Paterno G D, Adra C N, McBurney M W
Mol Cell Biol. 1985 Oct;5(10):2705-12. doi: 10.1128/mcb.5.10.2705-2712.1985.
The embryonal carcinoma cell line, C86S1, carries two X chromosomes, one of which replicates late during S phase of the cell cycle and appears to be genetically inactive. C86S1A1 is a mutant which lacks activity of the X-encoded enzyme, hypoxanthine phosphoribosyltransferase (HPRT). Treatment of C86S1A1 cells with DNA-demethylating agents, such as 5-azacytidine (5AC), resulted in (i) the transient expression in almost all cells of elevated levels of HPRT and three other enzymes encoded by X-linked genes and (ii) the stable expression of HPRT in up to 5 to 20% of surviving cells. Most cells which stably expressed HPRT had two X chromosomes which replicated in early S phase. C86S1A1 cells which had lost the inactive X chromosome did not respond to 5AC. These results suggest that DNA demethylation results in the reactivation of genes on the inactive X chromosome and perhaps in the reactivation of the entire X chromosome. No such reactivation occurred in C86S1A1 cells when the cells were differentiated before exposure to 5AC. Thus, the process of X chromosome inactivation may be a sequential one involving, as a first step, methylation of certain DNA sequences and, as a second step, some other mechanism(s) of transcriptional repression.

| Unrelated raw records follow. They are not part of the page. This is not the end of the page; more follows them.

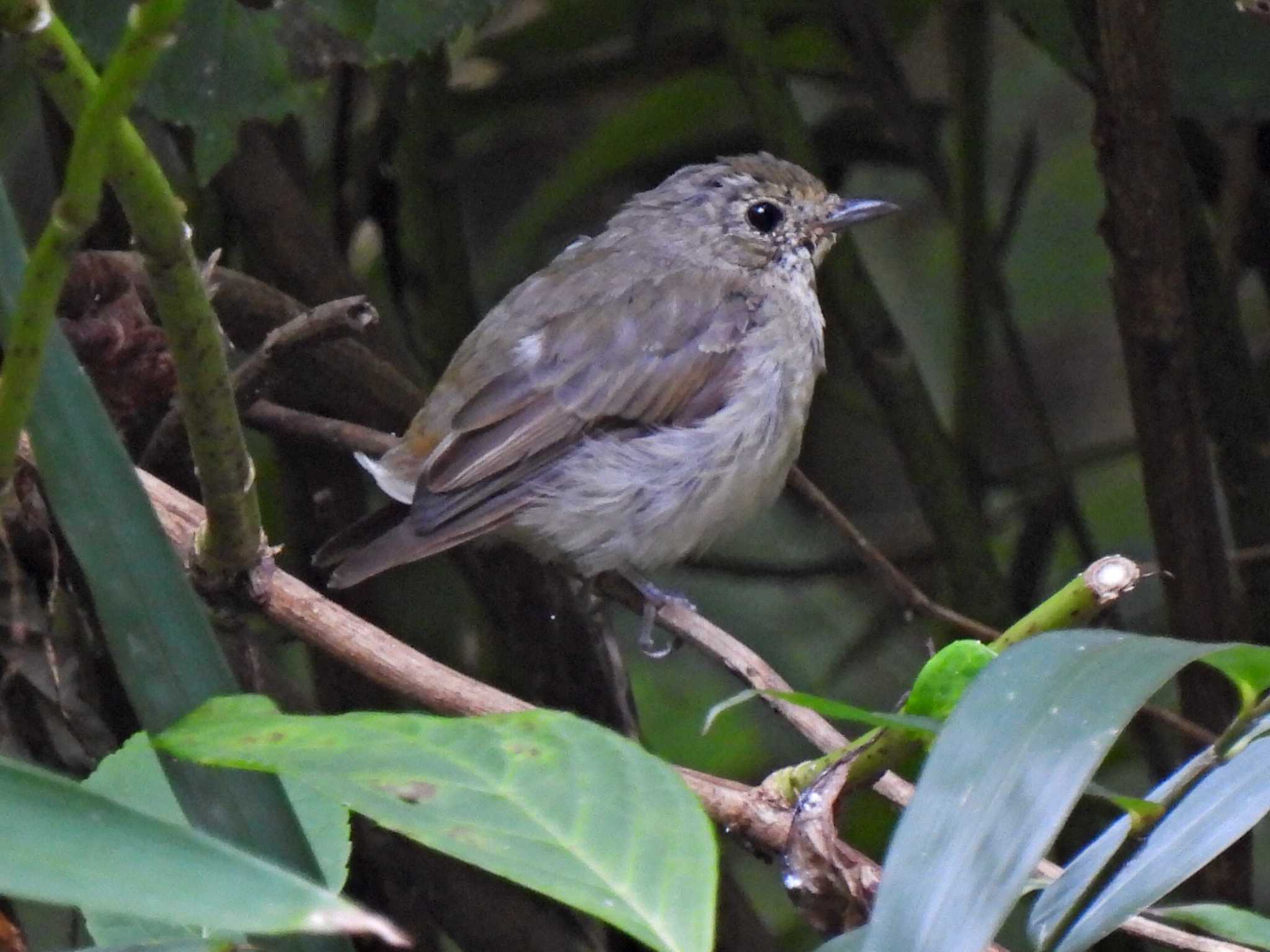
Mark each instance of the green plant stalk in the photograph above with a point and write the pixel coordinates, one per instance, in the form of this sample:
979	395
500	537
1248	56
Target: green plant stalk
75	209
231	540
859	312
1076	603
882	749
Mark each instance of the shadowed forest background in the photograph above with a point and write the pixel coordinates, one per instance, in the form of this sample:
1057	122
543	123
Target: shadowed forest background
980	420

胚胎癌细胞系C86S1含有两条X染色体,其中一条在细胞周期的S期晚期进行复制,似乎在基因上是无活性的。C86S1A1是一种缺乏X编码酶次黄嘌呤磷酸核糖转移酶(HPRT)活性的突变体。用DNA去甲基化剂,如5-氮杂胞苷(5AC)处理C86S1A1细胞,结果是:(i)几乎所有细胞中HPRT和其他三种由X连锁基因编码的酶的水平短暂升高;(ii)在多达5%至20%的存活细胞中HPRT稳定表达。大多数稳定表达HPRT的细胞有两条在S期早期复制的X染色体。丢失了无活性X染色体的C86S1A1细胞对5AC无反应。这些结果表明,DNA去甲基化导致无活性X染色体上的基因重新激活,也许还导致整个X染色体的重新激活。当C86S1A1细胞在暴露于5AC之前分化时,未发生这种重新激活。因此,X染色体失活过程可能是一个连续的过程,第一步涉及某些DNA序列的甲基化,第二步涉及一些其他转录抑制机制。